Loans Above Rs 75 Lakh To Get Costlier As RBI’s Pandemic Relaxation Ends
The risk weight was also reduced to 35 per cent for LTV of less than 80 per cent. (Representative image)
The RBI in October 2020 rationalised the risk weighting by reducing it to nil for loan-to-value (LTV) of loans above Rs 75 lakh
Interest rates in the country have been witnessing a surge since last year, even as the RBI has raised the repo rate by 250 basis points in six consecutive hikes. Now, the interest rates are again going to rise as the RBI’s pandemic relaxation ends. The RBI in October 2020 rationalised the risk weighting by reducing it to nil for loan-to-value (LTV) of loans above Rs 75 lakh. It was also reduced to 35 per cent for LTV of less than 80 per cent. The relaxation was announced till March 2022 and was later extended to March 2023, which has already ended.
Now that the LTV cap returns to 75 per cent for loans of over Rs 75 lakh, which was done away with during the pandemic, the home loan borrowers will have to pay a 25 per cent margin upfront to avail of a loan above Rs 75 lakh.
According to the National Housing Bank (NHB) data, more than a third or Rs 2.45 lakh crore of the individual home loan disbursements of banks and housing finance firms during 2021-22 was of above Rs 50 lakh.
Recently, several banks including SBI, ICICI Bank and HDFC Bank raised their lending rates. The move comes after the RBI raised the repo rate by 250 basis points in six consecutive rate hikes since May 2022, to control inflation.
Deposit Rate Hikes
Apart from loans, deposit rates in the country have also witnessed a hike. Now, small savings schemes and bank FDs have started competing at around 7 per cent annual interest rate.
Post office term deposits, which were fetching lesser returns than bank FDs in the recent past, have again become competitive with the government effecting three back-to-back increases in interest rates on small savings schemes.
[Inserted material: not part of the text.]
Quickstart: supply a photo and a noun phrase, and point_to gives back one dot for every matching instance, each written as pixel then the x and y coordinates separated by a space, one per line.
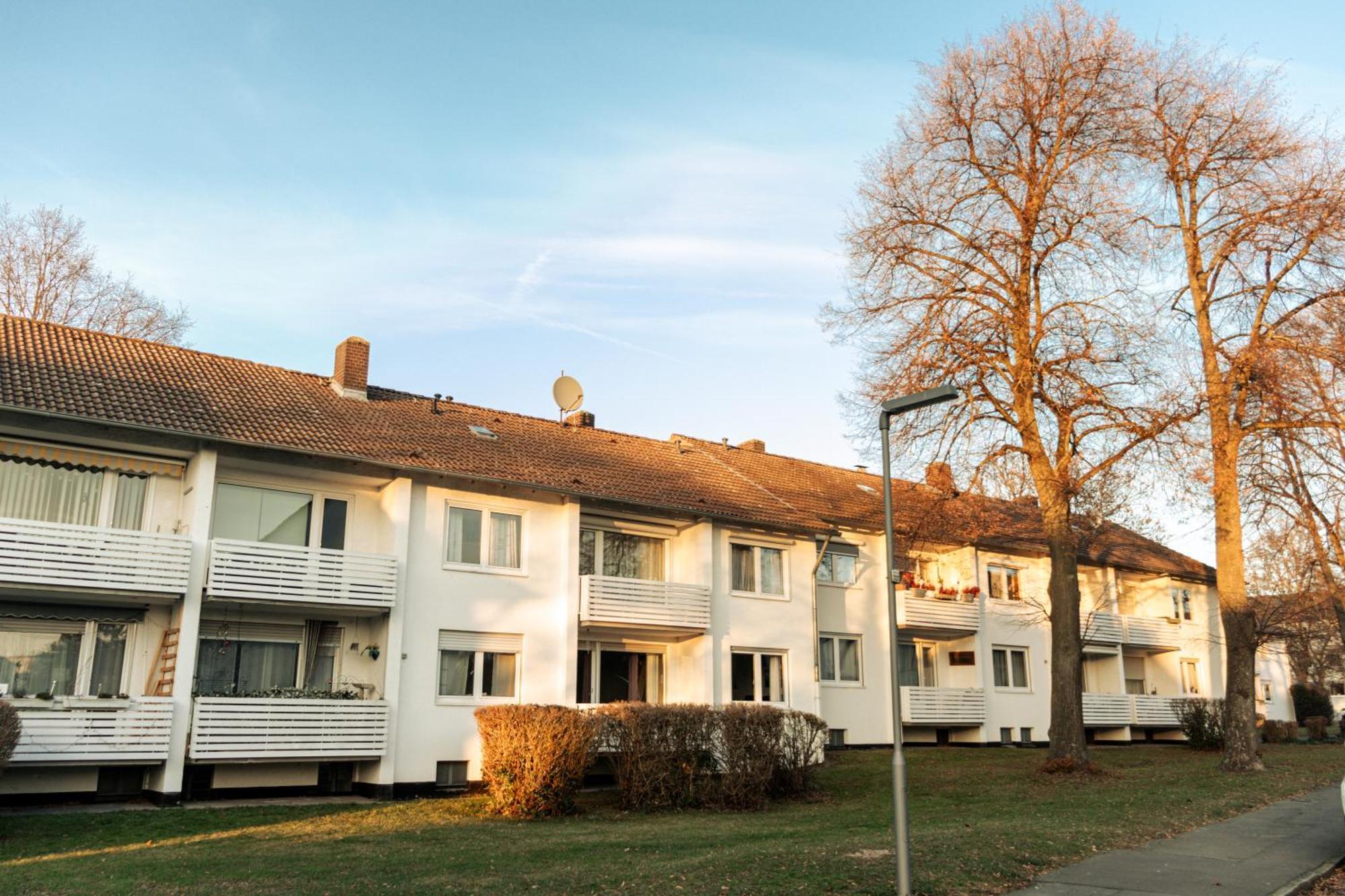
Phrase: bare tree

The return on post office term deposits of two years under the small savings schemes is 6.9 per cent, the same as offered by most banks on deposits of similar maturity.
After a series of repo rate hikes by the RBI since May 2022, the transmission to retail deposit rates gathered pace in the second half (H2) of the last fiscal after remaining subdued in April-September (H1) period as banks intensified their efforts to garner retail deposits to fund robust credit growth, a central bank analysis.
The Weighted Average Domestic Term Deposit Rate ( WADTDR) on fresh deposits (including retail and bulk) of banks increased by 222 basis points (bps) from May 2022 to February 2023. During H1, banks had focussed on mobilising bulk deposits. This was reversed in H2 with the increase in fresh retail deposit rates (122 bps) outpacing that in fresh bulk deposit rates (77 bps), the RBI said.